Regulations of GM Foods
Federal agencies such as the Environmental Protection Agency coupled with FDA and United States Department of Agriculture are fully responsible in regulating the production of genetically modified foods (Thomson, 2006). It is important to note that this particular regulatory framework has been on the receiving end due to critical analysis as well as proposals of redesigning. Policies developed by regulatory bodies such as FDA, places responsibilities on the manufacture or the producer in the process of assuring the public about the safety of GM foods (Thomson, 2006). It is important to note that such kind of responsibility is explicitly placed on either of the two. This means that in essence, it is the ultimate responsibility of the producer to assure safety of the GM foods.

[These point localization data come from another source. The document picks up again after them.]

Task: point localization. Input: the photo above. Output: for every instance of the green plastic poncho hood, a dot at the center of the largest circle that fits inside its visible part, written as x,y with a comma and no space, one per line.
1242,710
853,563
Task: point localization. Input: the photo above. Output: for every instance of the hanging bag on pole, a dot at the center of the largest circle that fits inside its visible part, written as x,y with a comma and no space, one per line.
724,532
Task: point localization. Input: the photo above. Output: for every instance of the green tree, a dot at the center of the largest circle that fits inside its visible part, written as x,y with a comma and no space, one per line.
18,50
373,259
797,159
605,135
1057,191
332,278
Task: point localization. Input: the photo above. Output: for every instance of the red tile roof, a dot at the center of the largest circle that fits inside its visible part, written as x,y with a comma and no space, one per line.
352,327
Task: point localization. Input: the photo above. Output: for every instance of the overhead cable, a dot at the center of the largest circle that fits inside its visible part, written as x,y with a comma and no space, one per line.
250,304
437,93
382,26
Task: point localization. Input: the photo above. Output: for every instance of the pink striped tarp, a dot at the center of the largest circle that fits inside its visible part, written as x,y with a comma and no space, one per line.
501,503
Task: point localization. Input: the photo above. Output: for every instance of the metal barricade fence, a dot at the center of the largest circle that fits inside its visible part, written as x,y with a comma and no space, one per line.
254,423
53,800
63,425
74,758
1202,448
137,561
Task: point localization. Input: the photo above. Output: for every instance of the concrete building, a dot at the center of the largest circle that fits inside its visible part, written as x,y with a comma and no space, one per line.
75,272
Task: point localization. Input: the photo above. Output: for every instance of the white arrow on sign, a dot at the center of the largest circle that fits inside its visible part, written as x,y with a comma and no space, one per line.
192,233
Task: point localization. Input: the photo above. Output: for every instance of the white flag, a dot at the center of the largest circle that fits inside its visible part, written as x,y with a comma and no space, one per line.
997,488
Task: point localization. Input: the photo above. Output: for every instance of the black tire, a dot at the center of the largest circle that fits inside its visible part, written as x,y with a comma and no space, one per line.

Based on the above findings, I would not recommend eating GM foods because the producer or a company is the ultimate guarantor to human safety. In my opinion, GM foods should be thoroughly analyzed by an independent scientific review to determine health risks that are inherent. Moreover, stringent measures should be put in place to ensure that consumers are informed through labeling.
Brunk, C. G., & Coward, H. G. (2009). Acceptable genes?: Religious traditions and genetically modified foods. Albany: SUNY Press.
McArthur, K. (2009). GM foods. South Melbourne: Nelson Cengage Learning.
Thomson, J. A. (2006). GM crops: The impact and the potential. Collingwood, Vic: CSIRO Pub.